Several names were mentioned as candidates for the Liberal Party, including Augustine Birrell and Rufus Isaacs. By 8 October Thomas Brassey was stated to be the most likely candidate, and at a meeting the following day of the council of the Liberal party, he was adopted as such. Brassey was a volunteer officer who had recently returned from South Africa following the end of the Second Boer War. He had unsuccessfully contested the Epsom division in 1892, and the Christchurch division in 1895 and 1900. His father Thomas Brassey (later 1st Earl Brassey) was briefly an MP for Devonport in 1865.

==Issues==
===Education===
Following the successful campaign in the Leeds North by-election in July 1902, the Liberal party spent much time on the government's plans for an Education Bill to replace school boards with local education authorities, which included proposals to bring church schools into the public system. Many Liberals were strongly nonconformist and the idea that Church of England and Roman Catholic schools should be funded from the rates, a form of local taxation, was anathema to them. It provided the battle slogan 'Rome on the Rates' and united the party against the government. The bill was debated in the House as the campaign in Devonport took place, and Brassey "heartily approved of the strenuous resistance ... offered by the Liberal party", making it one of the main issues of the election.

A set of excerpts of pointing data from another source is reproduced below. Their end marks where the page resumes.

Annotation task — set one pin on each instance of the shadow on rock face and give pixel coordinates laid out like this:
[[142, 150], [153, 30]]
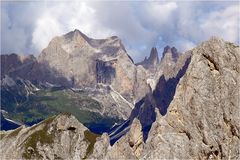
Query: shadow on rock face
[[165, 89], [160, 98]]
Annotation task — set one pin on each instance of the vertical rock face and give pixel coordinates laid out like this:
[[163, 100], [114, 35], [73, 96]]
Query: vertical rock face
[[105, 71], [171, 51], [91, 61], [203, 117], [152, 61], [16, 65]]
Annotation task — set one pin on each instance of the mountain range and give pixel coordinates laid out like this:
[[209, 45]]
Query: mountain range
[[179, 106]]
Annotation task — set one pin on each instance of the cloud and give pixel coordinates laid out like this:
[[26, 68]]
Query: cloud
[[29, 26]]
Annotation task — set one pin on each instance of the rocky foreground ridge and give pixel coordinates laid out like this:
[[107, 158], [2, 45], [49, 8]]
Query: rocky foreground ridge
[[201, 122]]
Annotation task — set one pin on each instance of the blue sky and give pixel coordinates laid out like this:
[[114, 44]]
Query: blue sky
[[27, 27]]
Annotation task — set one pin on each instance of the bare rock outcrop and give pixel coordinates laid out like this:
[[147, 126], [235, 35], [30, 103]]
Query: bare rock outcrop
[[202, 121], [86, 62]]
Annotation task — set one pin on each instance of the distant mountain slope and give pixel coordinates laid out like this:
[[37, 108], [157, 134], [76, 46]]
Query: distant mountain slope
[[86, 62]]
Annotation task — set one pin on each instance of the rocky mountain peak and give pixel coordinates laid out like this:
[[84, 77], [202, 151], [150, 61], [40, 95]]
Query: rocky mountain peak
[[154, 56], [170, 51], [152, 61]]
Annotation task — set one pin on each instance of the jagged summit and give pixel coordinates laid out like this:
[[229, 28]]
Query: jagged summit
[[152, 61], [172, 51]]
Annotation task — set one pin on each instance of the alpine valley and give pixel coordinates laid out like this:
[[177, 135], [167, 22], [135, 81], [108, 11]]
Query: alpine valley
[[85, 98]]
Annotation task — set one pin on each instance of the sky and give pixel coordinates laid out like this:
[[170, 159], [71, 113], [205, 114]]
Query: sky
[[28, 26]]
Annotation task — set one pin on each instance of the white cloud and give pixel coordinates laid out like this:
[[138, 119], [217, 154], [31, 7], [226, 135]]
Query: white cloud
[[224, 23], [29, 26]]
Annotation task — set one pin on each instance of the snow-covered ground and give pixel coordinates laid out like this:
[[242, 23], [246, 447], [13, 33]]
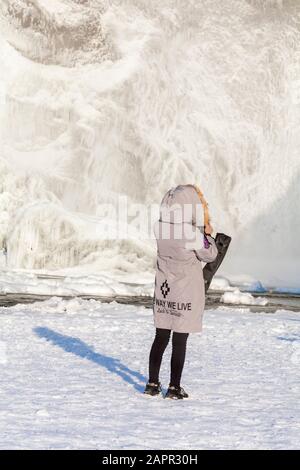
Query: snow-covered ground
[[72, 373]]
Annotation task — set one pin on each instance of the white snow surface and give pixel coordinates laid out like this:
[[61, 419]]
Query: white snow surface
[[107, 97], [242, 298], [72, 375]]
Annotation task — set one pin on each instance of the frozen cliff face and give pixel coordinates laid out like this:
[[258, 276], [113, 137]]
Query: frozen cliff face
[[102, 98]]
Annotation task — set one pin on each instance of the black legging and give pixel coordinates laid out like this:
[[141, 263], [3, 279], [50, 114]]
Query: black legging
[[178, 355]]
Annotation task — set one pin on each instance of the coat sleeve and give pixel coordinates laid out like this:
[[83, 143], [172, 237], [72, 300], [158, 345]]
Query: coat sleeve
[[209, 251]]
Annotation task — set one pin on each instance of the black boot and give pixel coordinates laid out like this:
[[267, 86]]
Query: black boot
[[152, 389], [176, 393]]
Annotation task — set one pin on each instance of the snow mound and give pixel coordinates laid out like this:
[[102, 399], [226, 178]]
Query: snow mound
[[242, 298]]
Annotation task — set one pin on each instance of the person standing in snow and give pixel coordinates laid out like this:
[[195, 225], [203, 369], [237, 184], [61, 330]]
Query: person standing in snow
[[183, 241]]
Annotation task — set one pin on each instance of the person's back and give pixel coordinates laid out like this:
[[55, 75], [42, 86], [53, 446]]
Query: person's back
[[179, 287]]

Lockie defended the government's position, stating that the bill promoted "efficiency in education and the more equitable distribution of its cost".

===Other issues===
Lockie used the recent peace following the Second Boer War in South Africa to mobilize government supporters in a constituency heavily influenced by military industry, stating that with a continued Conservative government would the dockyard in the city receive adequate recognition. He had spent the years after his 1900-defeat showing a great deal of attention to the dockyard and the conditions of the men working there, and was known to favor dialogue between capital and labour. Brassey worked to give attention to dockyard grievances.

Brassey raised his concern on the growth of national expenditure, attributing much of it to "insufficient control and supervision of the public departments".

Lockie promised to vote "against any tax on corn and other commodity of every-day life".

==Result==
Lockie won the seat for the Conservatives by a wafer-thin majority of 28 votes (0.4%).

1902 Devonport by-election
| Party |  | Candidate | Votes | % | ±% |
|---|---|---|---|---|---|
|  | Conservative | John Lockie | 3,785 | 50.2 | +1.3 |
|  | Liberal | Thomas Brassey | 3,757 | 49.8 | −1.3 |
| Majority |  |  | 28 | 0.4 | N/A |
| Turnout |  |  | 7,542 | 84.3 | −0.8 |
| Registered electors |  |  | 8,946 |  |  |
|  | Conservative gain from Liberal |  | Swing | +1.3 |  |

Lockie was troubled by ill-health, and resigned less than two years later, in June 1904. He died in January 1906. In the following by-election the Liberal candidate re-took the seat.